XF23mmF2.8 R WR x Julien Rocheblave
My Perspective on Tokyo – My X Story with the XF23mmF2.8 R WR
When I first got into photography, it was for a city I had never even visited: Tokyo. I can’t quite explain why. There was something magnetic about it. The energy, the density, the silent rituals… It was through this city that I first learned how to look. How to wait. How to tell stories. And that’s how photography quietly entered my life — long before I ever set foot in Japan.
For nearly ten years, I explored street photography, mostly in European cities. My approach was always the same: blend in, observe everyday gestures, wait for something to happen — without forcing the image.
Then one day, the chance finally came to experience Tokyo for real. And with it, the opportunity to test a new lens, one that felt perfectly aligned with my philosophy: the XF23mm.

A Tool That Disappears
When I choose a camera or a lens, I’m not looking for specs or superlatives. I care about what it allows me to see — or rather, what it allows to remain visible.
The XF23mmF2.8 R WR is exactly that: discreet, fluid, silent. It adapts to me, not the other way around. It let me photograph Tokyo without interrupting it. And in a city so visually overwhelming, that’s a rare gift.
Suddenly, it wasn’t about “finding the right scene” anymore. It was about learning how to filter a flood of potential images. Ironically, that excess is what led me to leave the city — at least for a while.

Getting Lost to See More Clearly
When I left for rural Japan, I reconnected with a different pace of photography — slower, more intuitive. Where the city imposes rhythm, the countryside offered air and silence. The eye settles differently. The gaze becomes softer, more instinctive.
With a lightweight body and the 23mm shift lens, I could focus entirely on what mattered. I didn’t have to think. The camera simply became a natural extension of my vision.
And it was in that simplicity that something shifted in my way of photographing.


Returning, with New Eyes
When I came back to Tokyo after that pause, the city hadn’t changed — but my approach had. I wasn’t trying to chase the moment anymore. I wanted to listen to it.
I didn’t want to trigger the shutter at the “right” time. I just wanted to be there when it happened. And sometimes… to do nothing at all.
Photographing Tokyo with the XF23mmF2.8 R WR was like looking for stillness within movement.
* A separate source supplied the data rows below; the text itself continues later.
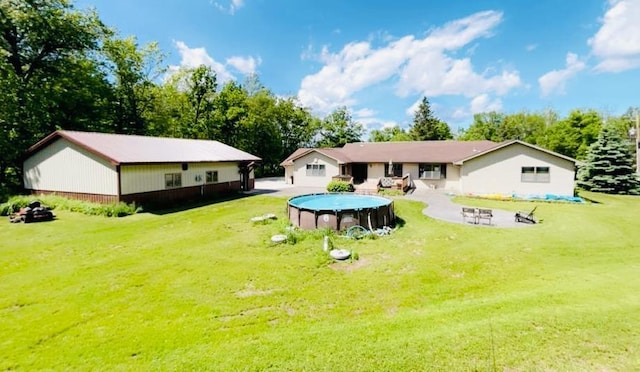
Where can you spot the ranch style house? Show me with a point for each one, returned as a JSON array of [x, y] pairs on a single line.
[[462, 167]]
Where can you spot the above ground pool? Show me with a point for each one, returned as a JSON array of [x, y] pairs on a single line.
[[340, 211]]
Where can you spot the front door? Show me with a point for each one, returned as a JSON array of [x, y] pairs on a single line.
[[359, 172]]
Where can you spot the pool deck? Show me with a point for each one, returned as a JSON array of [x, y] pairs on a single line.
[[439, 204]]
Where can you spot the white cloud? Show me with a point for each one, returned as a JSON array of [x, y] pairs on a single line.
[[246, 65], [555, 81], [231, 8], [419, 66], [617, 42], [484, 103], [194, 57], [364, 113]]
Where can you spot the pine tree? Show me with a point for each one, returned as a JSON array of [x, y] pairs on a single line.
[[609, 166], [426, 126]]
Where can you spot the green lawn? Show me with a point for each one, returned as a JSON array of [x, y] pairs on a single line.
[[205, 289]]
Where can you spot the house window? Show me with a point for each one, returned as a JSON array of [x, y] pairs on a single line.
[[395, 171], [315, 170], [535, 174], [429, 171], [211, 176], [172, 180]]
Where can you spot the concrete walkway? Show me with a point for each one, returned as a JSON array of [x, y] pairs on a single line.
[[439, 204]]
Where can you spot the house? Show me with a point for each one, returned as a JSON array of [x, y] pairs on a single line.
[[464, 167], [108, 168]]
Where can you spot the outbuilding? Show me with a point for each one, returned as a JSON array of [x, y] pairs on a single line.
[[107, 168]]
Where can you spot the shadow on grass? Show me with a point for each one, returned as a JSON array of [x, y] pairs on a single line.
[[163, 209]]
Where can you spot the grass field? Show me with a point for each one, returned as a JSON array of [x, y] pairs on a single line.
[[205, 289]]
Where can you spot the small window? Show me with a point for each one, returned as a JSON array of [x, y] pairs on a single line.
[[395, 171], [211, 177], [172, 180], [432, 171], [535, 174], [315, 170]]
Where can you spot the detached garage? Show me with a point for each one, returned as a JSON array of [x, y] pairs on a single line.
[[109, 168]]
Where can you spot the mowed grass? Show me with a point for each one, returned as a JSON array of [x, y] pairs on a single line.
[[205, 288]]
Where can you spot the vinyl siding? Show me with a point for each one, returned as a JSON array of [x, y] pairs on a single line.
[[63, 166], [300, 177], [499, 172], [150, 177]]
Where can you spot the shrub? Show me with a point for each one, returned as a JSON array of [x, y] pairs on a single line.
[[339, 186], [61, 203]]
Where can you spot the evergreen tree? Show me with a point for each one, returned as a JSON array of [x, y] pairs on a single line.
[[426, 126], [609, 166]]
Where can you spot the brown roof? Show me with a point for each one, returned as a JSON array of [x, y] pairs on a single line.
[[414, 151], [121, 148], [334, 153], [512, 142], [401, 152]]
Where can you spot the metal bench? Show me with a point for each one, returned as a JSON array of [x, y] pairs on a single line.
[[476, 215], [484, 214], [469, 213]]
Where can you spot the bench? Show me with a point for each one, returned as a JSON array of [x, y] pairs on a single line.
[[469, 213], [476, 215], [485, 214]]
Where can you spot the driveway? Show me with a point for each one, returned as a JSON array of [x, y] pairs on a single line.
[[439, 204]]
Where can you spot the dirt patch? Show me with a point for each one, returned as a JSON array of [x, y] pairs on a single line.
[[349, 266]]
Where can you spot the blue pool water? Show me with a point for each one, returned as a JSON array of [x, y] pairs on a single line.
[[338, 202]]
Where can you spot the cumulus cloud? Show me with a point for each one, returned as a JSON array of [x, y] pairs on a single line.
[[555, 81], [484, 103], [233, 6], [194, 57], [246, 65], [424, 66], [617, 42]]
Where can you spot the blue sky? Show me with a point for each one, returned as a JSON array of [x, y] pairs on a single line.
[[379, 58]]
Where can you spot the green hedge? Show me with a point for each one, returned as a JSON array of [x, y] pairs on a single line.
[[61, 203], [339, 186]]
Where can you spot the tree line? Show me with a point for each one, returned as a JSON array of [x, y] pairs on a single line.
[[63, 68]]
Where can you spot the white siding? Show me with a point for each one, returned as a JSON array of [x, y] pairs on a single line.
[[150, 177], [63, 166], [375, 171], [451, 182], [300, 177], [499, 172], [288, 173]]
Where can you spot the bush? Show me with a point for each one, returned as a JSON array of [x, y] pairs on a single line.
[[61, 203], [339, 186]]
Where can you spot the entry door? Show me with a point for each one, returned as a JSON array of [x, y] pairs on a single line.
[[359, 172]]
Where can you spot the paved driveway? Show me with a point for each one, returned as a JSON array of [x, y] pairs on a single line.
[[439, 204]]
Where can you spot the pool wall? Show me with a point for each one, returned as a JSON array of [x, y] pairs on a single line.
[[309, 219]]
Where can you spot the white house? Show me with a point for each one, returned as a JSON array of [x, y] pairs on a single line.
[[114, 167], [463, 167]]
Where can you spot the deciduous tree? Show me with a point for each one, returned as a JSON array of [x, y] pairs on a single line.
[[338, 129]]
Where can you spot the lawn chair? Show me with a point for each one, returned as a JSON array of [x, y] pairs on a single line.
[[526, 218]]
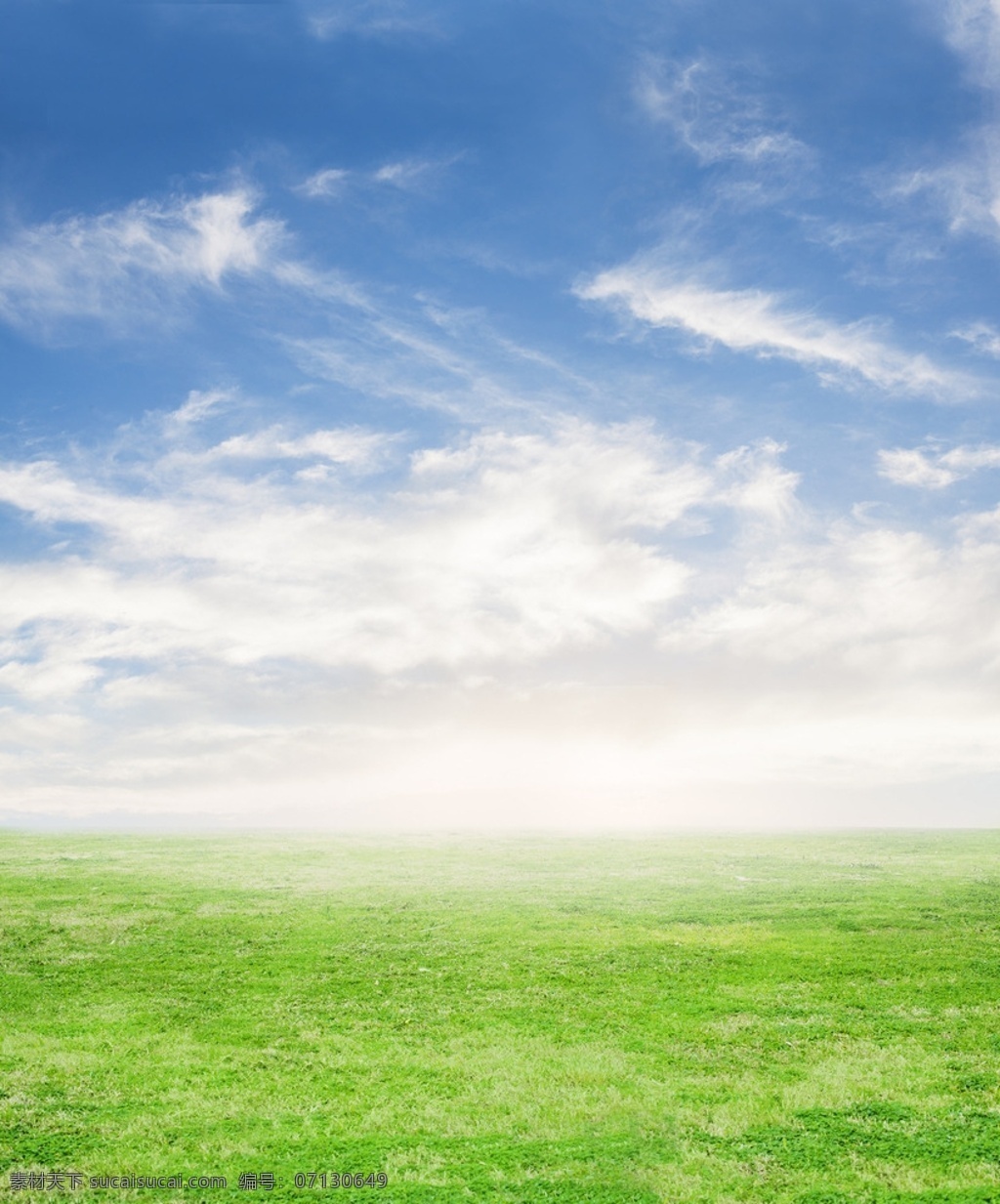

Finding intimacy in chaos. It’s not a flashy lens — and that’s exactly why I loved it. It let me be present without being intrusive. To compose without interfering.

It’s About Intention
What I take away from this journey isn’t a single image. It’s a mindset. I learned that you don’t take a photograph — you receive it. It’s not the gear that makes the picture. It’s the intention you bring to it.
And in that sense, the XF23mmF2.8 R WR was the perfect companion. Not a gadget. Not a distraction. Just a tool that disappears — so the gaze can fully emerge.